There’s a predictably strong odor surrounding the Southwestern Leatherworx booth. Likewise at Distressed Leather Luggage (missing
hyphen? misplaced mod?). I’m not even halfway down one side of the Expo’s main floor, list-wise. The mezzanine has still more
booths. There’s a booth that offers clock-faces superimposed on varnished photorealist paintings of Christ, John Wayne, Marilyn
Monroe. There’s a Computerized Posture Evaluation booth. A lot of the headsetted vendors are about my age or younger. Something
ever so slightly over-groomed about them suggests a Bible-college background. It’s just cool enough in here for a sweat-soaked
shirt to get clammy. One vendor recites a pitch for Ms. Suzanne Somers’s THIGHMASTER while a lady in a leotard lies on her
side on the fiberboard counter and demonstrates the product. I’m in the Expo Bldg. almost two hours, and every time I look
up the poor lady’s still at it with the THIGHMASTER. Most of the Expo vendors won’t answer questions and give me beady looks
when I stand there making notes in the Barney tablet. But the THIGHMASTER lady—friendly, garrulous, violently cross-eyed,
in (understandably) phenomenal physical condition—informs me she gets an hour off for lunch at 1400 but is back on her side
all the way to closing at 2300. I remark that her thighs must be pretty well Mastered by now, and her leg sounds like a bannister
when she raps her knuckle against it, and we have a good laugh together until her vendor finally makes her ask me to scram.

The Copper Kettle All-Butter Fudge booth does brisk air-conditioned business. There’s something called a Full Immersion Body
Fat Analysis for $8.50. A certain CompuVac Inc. offers a $1.50 Computerized Personality Analysis. Its booth’s computer panel’s
tall and full of blinking lights and reel-to-reel tapes, like an old bad sci-fi-film computer.

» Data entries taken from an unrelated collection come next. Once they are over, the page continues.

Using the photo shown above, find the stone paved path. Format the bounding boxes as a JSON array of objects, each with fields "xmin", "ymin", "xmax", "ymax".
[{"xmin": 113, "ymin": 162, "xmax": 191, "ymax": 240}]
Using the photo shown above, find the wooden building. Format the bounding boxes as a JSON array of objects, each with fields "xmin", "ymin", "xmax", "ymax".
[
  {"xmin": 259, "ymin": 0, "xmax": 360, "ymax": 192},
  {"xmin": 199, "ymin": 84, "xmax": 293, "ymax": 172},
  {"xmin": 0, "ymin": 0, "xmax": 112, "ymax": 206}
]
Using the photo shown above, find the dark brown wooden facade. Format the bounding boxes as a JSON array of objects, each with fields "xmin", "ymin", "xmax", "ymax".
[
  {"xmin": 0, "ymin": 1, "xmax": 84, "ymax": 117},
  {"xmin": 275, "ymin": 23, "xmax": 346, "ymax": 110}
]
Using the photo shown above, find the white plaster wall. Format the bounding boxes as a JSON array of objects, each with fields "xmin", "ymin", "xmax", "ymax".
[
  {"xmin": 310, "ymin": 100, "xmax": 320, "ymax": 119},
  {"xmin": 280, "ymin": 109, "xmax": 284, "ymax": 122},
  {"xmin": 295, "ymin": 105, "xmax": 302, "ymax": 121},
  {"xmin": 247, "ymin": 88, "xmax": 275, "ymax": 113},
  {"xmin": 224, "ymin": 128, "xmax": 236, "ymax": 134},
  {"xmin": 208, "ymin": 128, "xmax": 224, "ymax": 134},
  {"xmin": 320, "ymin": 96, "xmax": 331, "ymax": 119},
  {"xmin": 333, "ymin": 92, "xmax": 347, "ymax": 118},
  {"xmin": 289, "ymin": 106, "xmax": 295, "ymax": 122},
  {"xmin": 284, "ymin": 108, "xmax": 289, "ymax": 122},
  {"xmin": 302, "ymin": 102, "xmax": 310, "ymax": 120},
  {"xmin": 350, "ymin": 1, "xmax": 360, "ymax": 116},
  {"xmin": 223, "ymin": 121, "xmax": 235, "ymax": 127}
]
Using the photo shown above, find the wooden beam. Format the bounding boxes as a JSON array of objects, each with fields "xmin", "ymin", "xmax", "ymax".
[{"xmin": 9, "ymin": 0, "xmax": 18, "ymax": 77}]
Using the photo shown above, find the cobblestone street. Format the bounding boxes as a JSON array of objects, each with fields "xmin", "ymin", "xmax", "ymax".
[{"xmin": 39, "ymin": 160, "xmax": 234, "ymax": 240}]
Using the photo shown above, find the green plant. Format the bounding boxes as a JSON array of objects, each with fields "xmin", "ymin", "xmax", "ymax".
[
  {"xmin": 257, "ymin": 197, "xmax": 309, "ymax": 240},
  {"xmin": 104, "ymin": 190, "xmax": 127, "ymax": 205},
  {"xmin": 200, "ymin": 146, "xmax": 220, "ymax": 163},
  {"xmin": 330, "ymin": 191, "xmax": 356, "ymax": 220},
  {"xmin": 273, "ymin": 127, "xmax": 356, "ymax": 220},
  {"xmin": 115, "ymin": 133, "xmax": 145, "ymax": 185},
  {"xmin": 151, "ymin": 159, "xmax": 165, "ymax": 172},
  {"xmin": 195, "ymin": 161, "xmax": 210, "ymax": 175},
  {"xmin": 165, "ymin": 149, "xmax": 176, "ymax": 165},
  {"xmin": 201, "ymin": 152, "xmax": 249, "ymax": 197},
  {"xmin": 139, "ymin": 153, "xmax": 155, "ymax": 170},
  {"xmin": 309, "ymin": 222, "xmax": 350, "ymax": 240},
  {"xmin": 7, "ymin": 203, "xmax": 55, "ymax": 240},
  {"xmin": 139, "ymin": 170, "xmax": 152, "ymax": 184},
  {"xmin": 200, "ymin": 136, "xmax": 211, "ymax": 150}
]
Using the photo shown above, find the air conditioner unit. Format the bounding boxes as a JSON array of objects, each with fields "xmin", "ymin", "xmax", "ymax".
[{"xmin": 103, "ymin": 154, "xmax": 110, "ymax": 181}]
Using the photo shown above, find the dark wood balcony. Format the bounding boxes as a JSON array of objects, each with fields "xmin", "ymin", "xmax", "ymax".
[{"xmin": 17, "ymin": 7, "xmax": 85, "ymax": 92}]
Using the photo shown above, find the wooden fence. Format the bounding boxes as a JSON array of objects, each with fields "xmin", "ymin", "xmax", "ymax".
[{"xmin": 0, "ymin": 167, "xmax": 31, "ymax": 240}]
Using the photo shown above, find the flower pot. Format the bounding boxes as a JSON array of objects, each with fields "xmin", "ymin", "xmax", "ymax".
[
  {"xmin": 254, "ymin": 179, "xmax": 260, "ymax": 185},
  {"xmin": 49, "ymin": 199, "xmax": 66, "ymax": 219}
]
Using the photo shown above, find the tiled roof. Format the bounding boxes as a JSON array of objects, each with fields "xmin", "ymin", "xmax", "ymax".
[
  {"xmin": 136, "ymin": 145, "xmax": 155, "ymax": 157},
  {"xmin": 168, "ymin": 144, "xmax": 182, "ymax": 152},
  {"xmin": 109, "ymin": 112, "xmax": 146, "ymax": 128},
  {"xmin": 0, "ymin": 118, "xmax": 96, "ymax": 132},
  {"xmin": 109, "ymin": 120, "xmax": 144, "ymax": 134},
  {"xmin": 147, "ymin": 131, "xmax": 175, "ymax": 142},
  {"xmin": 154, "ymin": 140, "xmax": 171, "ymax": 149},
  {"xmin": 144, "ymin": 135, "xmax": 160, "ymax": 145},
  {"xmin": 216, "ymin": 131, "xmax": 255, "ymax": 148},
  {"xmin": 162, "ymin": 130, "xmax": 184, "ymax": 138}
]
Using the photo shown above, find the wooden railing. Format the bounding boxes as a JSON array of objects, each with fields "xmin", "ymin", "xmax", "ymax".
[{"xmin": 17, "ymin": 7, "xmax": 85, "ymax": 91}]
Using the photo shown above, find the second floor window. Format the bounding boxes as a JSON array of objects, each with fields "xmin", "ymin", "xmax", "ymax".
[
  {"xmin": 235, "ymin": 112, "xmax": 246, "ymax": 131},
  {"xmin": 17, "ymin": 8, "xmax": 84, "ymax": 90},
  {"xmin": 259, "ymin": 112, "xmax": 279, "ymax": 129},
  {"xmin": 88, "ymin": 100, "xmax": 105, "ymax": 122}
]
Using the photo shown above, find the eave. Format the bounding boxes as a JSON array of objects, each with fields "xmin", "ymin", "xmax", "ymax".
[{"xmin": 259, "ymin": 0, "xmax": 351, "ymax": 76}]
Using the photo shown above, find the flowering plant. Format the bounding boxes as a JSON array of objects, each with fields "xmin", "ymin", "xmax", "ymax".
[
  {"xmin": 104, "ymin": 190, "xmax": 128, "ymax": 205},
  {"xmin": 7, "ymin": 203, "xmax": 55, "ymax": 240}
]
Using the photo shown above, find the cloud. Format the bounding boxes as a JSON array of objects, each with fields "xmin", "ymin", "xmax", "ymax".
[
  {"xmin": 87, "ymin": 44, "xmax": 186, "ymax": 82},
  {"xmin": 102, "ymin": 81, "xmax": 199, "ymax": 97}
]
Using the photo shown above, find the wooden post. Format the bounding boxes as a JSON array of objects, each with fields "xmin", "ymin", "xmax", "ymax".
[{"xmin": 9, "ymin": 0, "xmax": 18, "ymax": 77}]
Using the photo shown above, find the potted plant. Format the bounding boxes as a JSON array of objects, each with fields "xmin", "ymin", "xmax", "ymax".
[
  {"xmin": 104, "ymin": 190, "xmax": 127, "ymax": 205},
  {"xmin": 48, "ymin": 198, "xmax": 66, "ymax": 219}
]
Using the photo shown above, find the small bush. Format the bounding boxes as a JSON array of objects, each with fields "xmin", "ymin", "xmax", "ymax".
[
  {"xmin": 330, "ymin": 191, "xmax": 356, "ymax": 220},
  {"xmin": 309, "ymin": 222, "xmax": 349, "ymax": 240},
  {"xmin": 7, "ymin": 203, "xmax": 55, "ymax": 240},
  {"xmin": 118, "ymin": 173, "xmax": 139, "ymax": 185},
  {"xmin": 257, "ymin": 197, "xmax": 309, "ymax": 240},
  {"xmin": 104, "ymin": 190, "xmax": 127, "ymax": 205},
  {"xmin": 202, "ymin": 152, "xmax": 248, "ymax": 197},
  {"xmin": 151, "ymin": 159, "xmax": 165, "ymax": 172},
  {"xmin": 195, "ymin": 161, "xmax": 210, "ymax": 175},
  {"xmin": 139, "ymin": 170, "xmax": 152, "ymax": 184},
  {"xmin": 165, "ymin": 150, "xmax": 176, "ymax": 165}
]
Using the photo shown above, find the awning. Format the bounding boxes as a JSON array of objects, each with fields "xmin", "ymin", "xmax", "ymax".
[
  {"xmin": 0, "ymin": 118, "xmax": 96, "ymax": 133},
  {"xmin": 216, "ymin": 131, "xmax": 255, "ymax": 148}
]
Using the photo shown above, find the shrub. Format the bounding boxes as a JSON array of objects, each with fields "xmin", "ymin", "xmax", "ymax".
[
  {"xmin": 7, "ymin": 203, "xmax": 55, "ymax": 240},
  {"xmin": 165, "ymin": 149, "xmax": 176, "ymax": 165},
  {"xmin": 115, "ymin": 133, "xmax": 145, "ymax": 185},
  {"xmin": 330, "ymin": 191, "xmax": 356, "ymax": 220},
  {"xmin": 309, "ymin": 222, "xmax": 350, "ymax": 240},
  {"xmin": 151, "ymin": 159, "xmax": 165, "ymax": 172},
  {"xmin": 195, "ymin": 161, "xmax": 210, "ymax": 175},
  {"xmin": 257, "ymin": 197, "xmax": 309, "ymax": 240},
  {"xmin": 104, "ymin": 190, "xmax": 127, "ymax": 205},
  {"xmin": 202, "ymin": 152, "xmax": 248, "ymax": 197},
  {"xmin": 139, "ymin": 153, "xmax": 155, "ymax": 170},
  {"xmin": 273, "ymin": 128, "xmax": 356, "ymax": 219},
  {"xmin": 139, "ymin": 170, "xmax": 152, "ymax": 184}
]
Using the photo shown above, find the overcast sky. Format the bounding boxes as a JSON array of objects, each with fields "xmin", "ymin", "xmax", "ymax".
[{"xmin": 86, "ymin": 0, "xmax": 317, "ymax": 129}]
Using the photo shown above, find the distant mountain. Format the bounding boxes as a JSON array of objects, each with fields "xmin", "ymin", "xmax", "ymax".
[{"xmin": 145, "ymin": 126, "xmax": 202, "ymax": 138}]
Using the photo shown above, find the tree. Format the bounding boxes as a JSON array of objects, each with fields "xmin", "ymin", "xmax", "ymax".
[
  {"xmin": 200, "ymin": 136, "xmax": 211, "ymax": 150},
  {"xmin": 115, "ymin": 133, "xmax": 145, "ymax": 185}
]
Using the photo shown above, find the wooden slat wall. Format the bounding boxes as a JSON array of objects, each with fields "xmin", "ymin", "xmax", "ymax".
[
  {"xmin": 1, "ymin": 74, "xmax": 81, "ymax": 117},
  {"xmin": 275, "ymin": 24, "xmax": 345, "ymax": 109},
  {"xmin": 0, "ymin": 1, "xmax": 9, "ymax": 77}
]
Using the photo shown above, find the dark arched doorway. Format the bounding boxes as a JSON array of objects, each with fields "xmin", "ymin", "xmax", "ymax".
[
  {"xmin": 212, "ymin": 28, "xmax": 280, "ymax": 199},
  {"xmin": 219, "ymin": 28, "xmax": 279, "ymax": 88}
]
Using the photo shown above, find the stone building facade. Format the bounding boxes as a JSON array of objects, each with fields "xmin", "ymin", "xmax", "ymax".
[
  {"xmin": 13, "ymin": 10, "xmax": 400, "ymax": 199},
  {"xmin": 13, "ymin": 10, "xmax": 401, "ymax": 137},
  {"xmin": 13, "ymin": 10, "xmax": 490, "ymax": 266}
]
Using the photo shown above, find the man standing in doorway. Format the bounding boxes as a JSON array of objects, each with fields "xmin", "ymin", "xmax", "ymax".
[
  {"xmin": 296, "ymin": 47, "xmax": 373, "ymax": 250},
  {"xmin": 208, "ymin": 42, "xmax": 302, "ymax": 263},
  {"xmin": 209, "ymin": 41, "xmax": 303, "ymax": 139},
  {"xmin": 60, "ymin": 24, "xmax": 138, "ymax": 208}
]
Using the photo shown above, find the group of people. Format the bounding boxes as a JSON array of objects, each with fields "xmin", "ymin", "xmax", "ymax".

My own Personality Analysis,
a slip of paper that protrudes like a tongue from a red-lit slot, says “Your Boldness of Nature is Ofset With The Fear Of
Taking Risk” (sic
2
). My suspicion that there’s a guy hunched behind the blinking panel feeding its slot recycled fortune-cookie slips is overwhelming
but unverifiable.

Booth after booth. A Xanadu of chintzola. Obscure non-stick cook-ware. “EYE GLASSES CLEANED FREE.” A booth with anti-cellulite
sponges. More DIPPIN DOTS futuristic ice cream. A woman with Velero straps on her shoes gets fountain-pen ink out of a linen
tablecloth with a Chapsticky-looking spot remover whose banner says “AS SEEN ON AMAZING DISCOVERIES,’ “ a wee-hour infomercial
I’m kind of a fan of. A plywood booth that for $9.95 will take a photo and superimpose your face on either an FBI Wanted poster
or a
Penthouse
cover. An MIA—BRING THEM HOME! booth staffed by women playing Go Fish. An anti-abortion booth called LIFESAVERS that lures
you over with free candy. Sand Art. Shredded-Ribbon Art. Therm-L-Seal Double Pane Windows. An indescribable booth for “LATEST
ADVANCE ROTARY NOSE HAIR CLIPPERS” whose other sign reads (I kid you not)
“Do Not Pull Hair From Nose, May Cause Fatal Infection”
Two different booths for collectible sports cards, “Top Ranked Investment Of The Nineties.” And tucked way back on one curve
of the mezzanine’s ellipse:
yes:
black velvet paintings, including several of Elvis in pensive poses.